For managing multiple users, consider using group-based matching instead of specifying individual users:


Match Group nosftp
    ForceCommand /bin/bash
    ChrootDirectory %h
    AllowTcpForwarding no

Then simply add users to the nosftp group:


sudo groupadd nosftp
sudo usermod -a -G nosftp username

Remember that determined users might find workarounds, so consider additional measures:

  • Implement proper filesystem permissions
  • Set up auditing with tools like auditd
  • Consider using restricted shells like rbash
  • Monitor for unusual activity

# Understanding the Challenge
When managing multi-user Linux systems, there are scenarios where you need granular control over protocol access. A common requirement is disabling SFTP (Secure File Transfer Protocol) for certain users while preserving their SSH (Secure Shell) access for command-line operations.

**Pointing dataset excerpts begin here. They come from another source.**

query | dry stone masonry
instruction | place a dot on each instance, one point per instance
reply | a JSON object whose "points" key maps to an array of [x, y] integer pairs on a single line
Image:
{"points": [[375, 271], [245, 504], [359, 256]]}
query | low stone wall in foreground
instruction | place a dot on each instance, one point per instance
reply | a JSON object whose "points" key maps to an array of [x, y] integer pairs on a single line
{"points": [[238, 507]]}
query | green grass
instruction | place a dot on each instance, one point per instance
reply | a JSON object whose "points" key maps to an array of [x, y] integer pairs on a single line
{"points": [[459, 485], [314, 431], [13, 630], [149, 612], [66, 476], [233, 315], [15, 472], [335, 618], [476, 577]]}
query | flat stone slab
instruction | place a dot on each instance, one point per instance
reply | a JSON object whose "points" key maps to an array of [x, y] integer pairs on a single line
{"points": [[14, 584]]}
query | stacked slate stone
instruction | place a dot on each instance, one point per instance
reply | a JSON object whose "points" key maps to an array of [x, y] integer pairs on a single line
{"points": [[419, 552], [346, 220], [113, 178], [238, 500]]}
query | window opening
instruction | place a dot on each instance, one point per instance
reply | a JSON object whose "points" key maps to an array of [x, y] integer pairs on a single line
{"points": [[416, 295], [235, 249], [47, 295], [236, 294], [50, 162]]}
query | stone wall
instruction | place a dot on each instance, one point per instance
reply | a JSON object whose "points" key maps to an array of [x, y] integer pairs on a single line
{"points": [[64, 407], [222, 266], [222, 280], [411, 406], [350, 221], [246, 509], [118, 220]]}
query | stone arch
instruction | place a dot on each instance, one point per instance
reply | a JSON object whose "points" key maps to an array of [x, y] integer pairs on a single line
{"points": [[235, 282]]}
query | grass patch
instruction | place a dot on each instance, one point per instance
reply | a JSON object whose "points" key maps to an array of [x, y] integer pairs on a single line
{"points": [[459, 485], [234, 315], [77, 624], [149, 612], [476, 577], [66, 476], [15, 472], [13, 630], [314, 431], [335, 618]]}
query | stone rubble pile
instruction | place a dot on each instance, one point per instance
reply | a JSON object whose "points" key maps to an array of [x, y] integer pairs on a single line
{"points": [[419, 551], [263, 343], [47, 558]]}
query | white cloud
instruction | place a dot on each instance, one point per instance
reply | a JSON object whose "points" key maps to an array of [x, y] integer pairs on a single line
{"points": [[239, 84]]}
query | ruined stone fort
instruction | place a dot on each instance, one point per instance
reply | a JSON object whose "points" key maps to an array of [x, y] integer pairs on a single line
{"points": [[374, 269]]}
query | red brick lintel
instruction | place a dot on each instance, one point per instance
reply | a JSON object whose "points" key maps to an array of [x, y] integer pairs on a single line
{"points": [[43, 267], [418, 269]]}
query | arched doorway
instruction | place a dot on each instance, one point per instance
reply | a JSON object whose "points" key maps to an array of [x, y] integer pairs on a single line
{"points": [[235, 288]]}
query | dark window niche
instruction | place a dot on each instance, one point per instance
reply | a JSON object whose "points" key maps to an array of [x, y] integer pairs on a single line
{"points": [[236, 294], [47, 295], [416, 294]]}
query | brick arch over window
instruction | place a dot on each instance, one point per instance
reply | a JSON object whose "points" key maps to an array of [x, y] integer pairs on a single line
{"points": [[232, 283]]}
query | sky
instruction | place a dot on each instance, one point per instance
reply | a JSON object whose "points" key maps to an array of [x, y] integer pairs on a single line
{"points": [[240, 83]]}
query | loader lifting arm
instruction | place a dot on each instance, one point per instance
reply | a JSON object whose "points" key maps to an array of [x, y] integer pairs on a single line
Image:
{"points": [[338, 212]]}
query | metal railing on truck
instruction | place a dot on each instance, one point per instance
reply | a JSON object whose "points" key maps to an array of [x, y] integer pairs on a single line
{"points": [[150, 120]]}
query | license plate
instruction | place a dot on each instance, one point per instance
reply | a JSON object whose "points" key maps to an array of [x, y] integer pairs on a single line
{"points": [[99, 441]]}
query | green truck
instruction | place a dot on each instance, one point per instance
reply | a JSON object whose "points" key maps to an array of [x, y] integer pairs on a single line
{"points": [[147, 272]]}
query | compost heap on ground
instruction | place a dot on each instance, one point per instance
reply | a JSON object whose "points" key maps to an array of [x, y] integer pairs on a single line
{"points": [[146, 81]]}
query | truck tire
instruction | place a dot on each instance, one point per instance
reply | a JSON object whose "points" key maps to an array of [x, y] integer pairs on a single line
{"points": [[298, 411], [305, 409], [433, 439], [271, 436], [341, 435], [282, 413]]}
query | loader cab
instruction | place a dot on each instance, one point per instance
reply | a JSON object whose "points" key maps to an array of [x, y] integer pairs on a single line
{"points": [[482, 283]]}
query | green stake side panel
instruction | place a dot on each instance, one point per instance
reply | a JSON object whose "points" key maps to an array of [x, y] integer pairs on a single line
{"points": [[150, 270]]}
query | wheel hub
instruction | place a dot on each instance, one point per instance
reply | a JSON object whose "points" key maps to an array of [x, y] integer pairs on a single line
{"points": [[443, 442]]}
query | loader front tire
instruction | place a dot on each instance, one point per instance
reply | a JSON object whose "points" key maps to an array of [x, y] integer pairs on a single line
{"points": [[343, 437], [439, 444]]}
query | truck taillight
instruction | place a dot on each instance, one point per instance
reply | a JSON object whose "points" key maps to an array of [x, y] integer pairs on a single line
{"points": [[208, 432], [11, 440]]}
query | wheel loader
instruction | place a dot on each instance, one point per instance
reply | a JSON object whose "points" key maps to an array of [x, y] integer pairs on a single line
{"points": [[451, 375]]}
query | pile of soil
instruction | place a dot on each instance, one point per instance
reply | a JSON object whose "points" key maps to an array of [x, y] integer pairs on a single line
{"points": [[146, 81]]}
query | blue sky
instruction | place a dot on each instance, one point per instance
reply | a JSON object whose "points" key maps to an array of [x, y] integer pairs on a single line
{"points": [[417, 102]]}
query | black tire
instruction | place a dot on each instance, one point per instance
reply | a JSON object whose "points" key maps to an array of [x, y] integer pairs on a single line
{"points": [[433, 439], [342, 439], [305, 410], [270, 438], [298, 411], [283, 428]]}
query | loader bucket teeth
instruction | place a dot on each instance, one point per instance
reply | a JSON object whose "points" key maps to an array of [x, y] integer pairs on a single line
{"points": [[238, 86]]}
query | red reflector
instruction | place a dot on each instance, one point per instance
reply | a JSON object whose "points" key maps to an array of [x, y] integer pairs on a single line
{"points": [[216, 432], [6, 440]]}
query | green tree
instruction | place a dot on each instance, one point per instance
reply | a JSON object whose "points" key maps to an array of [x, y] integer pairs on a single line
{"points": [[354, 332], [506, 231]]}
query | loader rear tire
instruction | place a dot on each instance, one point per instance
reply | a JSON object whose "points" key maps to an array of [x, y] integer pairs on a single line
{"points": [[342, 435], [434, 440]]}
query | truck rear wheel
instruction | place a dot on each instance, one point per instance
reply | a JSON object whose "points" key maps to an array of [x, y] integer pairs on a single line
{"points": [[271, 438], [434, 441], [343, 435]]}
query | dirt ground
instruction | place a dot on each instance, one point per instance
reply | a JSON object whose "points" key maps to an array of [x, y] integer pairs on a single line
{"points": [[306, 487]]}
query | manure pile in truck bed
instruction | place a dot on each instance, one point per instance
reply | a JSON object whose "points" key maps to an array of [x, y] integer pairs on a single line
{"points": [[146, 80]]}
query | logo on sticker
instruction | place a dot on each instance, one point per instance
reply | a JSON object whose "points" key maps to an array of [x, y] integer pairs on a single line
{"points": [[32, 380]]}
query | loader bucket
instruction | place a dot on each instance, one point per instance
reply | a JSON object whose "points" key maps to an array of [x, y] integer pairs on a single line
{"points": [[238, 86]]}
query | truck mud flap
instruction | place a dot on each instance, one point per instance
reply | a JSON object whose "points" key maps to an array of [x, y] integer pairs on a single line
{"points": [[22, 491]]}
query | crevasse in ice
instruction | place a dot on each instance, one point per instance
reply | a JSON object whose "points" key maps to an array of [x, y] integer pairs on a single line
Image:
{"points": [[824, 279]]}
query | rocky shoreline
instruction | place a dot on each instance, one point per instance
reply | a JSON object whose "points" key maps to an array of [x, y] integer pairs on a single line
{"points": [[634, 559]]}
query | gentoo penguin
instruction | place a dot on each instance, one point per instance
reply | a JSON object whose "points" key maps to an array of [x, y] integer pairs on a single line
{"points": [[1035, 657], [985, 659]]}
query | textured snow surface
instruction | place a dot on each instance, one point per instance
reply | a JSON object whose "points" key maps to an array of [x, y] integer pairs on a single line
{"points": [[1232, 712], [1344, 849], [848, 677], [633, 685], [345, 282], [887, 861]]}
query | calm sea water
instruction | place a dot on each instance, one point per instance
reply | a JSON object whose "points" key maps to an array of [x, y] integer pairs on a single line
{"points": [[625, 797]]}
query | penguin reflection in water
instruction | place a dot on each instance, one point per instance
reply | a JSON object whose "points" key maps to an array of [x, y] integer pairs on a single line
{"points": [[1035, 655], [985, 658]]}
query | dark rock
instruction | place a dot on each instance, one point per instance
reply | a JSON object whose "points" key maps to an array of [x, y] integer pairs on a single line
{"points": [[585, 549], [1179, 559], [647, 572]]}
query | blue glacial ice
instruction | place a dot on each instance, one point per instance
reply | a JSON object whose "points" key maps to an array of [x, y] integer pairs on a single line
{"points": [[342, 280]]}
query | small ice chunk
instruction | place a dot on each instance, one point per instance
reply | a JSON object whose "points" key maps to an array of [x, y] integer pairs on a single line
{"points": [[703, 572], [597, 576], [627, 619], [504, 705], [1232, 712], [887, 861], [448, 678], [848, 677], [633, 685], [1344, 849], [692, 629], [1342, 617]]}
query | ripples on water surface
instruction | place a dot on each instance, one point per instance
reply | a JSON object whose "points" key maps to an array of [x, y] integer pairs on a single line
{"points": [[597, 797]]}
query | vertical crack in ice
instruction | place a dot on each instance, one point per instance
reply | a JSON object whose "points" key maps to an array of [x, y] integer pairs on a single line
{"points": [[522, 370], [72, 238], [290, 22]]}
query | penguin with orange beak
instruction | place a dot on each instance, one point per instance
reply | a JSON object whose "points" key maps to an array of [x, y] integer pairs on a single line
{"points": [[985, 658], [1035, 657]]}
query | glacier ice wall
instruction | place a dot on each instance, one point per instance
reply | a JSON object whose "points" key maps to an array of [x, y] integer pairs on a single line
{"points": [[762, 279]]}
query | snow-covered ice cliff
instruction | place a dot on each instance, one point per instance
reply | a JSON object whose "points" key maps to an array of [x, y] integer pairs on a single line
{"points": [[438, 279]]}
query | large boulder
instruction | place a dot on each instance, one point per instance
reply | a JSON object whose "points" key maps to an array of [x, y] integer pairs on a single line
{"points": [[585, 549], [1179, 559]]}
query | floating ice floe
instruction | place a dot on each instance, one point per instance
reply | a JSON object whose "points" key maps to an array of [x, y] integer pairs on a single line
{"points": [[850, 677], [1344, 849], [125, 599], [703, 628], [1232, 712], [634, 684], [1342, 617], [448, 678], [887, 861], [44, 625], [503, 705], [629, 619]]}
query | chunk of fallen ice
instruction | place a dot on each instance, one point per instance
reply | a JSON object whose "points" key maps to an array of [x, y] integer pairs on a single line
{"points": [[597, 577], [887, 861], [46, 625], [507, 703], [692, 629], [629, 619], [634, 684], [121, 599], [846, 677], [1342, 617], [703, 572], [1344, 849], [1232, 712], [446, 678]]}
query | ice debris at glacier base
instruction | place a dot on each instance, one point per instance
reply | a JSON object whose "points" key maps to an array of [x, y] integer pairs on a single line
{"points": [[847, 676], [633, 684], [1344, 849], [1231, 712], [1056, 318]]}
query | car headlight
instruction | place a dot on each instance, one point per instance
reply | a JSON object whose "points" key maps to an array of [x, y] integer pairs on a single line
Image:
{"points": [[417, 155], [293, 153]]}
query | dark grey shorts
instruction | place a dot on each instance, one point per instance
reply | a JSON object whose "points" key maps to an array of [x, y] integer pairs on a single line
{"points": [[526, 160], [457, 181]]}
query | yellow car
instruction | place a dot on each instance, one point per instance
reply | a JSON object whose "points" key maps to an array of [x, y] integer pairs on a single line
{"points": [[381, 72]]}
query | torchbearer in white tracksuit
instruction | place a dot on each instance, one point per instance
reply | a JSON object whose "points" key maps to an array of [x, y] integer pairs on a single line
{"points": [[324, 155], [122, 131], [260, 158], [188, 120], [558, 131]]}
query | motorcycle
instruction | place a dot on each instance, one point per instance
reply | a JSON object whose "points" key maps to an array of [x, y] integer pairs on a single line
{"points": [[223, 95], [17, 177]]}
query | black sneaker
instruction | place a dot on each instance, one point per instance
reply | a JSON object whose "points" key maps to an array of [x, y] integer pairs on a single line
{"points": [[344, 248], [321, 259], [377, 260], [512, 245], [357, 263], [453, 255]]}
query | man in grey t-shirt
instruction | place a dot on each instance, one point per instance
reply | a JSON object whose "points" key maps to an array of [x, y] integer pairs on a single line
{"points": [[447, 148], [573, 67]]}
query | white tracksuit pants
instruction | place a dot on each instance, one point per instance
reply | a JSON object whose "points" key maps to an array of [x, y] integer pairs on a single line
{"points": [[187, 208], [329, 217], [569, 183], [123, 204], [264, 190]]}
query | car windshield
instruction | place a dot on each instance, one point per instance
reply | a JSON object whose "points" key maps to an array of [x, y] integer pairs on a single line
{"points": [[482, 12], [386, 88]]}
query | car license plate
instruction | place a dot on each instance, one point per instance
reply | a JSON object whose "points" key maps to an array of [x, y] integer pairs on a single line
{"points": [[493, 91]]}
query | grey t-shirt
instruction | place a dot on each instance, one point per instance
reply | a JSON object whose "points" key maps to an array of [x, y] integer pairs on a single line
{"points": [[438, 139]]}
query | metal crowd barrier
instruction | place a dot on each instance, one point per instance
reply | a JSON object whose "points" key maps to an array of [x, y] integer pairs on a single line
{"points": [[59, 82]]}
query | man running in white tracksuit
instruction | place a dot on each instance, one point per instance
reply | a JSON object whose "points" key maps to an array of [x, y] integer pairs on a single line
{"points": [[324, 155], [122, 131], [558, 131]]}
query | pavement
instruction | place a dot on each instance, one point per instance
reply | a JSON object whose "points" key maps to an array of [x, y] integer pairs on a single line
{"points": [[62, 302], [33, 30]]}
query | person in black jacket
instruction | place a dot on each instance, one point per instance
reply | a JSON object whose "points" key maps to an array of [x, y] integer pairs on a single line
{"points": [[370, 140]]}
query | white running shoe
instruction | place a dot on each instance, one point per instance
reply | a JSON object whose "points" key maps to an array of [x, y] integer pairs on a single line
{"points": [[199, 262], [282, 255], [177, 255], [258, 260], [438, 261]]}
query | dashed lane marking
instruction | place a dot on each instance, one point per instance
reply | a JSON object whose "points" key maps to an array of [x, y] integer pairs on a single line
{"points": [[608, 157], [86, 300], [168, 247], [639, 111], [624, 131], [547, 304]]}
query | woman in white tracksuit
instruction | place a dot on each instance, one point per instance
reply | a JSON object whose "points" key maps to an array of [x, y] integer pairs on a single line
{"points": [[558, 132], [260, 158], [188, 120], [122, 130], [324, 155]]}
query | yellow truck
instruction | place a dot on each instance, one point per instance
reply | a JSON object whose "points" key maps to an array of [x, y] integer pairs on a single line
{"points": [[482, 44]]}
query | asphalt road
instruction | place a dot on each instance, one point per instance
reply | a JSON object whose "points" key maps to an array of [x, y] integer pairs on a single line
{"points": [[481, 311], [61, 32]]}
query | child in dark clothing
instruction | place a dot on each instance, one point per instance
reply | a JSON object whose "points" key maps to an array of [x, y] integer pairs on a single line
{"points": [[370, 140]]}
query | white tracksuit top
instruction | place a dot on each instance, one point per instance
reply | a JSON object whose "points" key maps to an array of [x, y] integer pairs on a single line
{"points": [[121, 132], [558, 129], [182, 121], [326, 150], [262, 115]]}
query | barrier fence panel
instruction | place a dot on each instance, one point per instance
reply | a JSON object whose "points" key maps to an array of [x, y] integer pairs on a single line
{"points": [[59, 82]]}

# SSH Configuration Deep Dive
The key to this solution lies in the /etc/ssh/sshd_config file. OpenSSH provides several mechanisms for protocol restriction:


The most straightforward approach involves modifying the SFTP subsystem declaration:



# Original SFTP configuration
#Subsystem sftp /usr/lib/openssh/sftp-server

# Modified configuration for selective access
Subsystem sftp internal-sftp -u 0002

Match Group sftp_denied
    ForceCommand /bin/bash
    ChrootDirectory %h
    X11Forwarding no
    AllowTcpForwarding no



This configuration:

1. Changes the SFTP subsystem to use the modern internal-sftp implementation

2. Sets strict umask (0002) for file permissions

3. Creates a match block for users in the 'sftp_denied' group

4. Forces a regular shell while disabling file transfer capabilities


For more complex scenarios, you can implement a wrapper script:



#!/bin/bash
# /usr/local/bin/ssh_wrapper.sh

if [[ $SSH_ORIGINAL_COMMAND =~ ^scp|^sftp ]]; then
    echo "SFTP/SCP access disabled for this account" >&2
    exit 1
fi

exec $SHELL -c "$SSH_ORIGINAL_COMMAND"



Then in sshd_config:



Match User restricted_user1,restricted_user2
    ForceCommand /usr/local/bin/ssh_wrapper.sh
    PermitTTY yes



After making changes, always test with:



# Validate config syntax
sudo sshd -t

# Apply changes
sudo systemctl restart sshd

# Test SFTP access
sftp username@yourserver

# Test SSH access
ssh username@yourserver



# Real-world Considerations

1. Always maintain a separate admin SSH connection when testing

2. Consider implementing these changes in a test environment first

3. Document your configuration changes for future reference

4. For enterprise environments, combine this with PAM modules for additional security


# Alternative Approaches

For systems requiring more sophisticated access control:

1. Implement SSH certificate-based authentication with custom principals

2. Use OpenSSH's new RESTRICT key option (v8.8+)

3. Consider containerization or virtualization for complete isolation


Remember that while these methods prevent SFTP access, determined users might still transfer files using other methods like netcat or base64 encoding. Always implement defense in depth.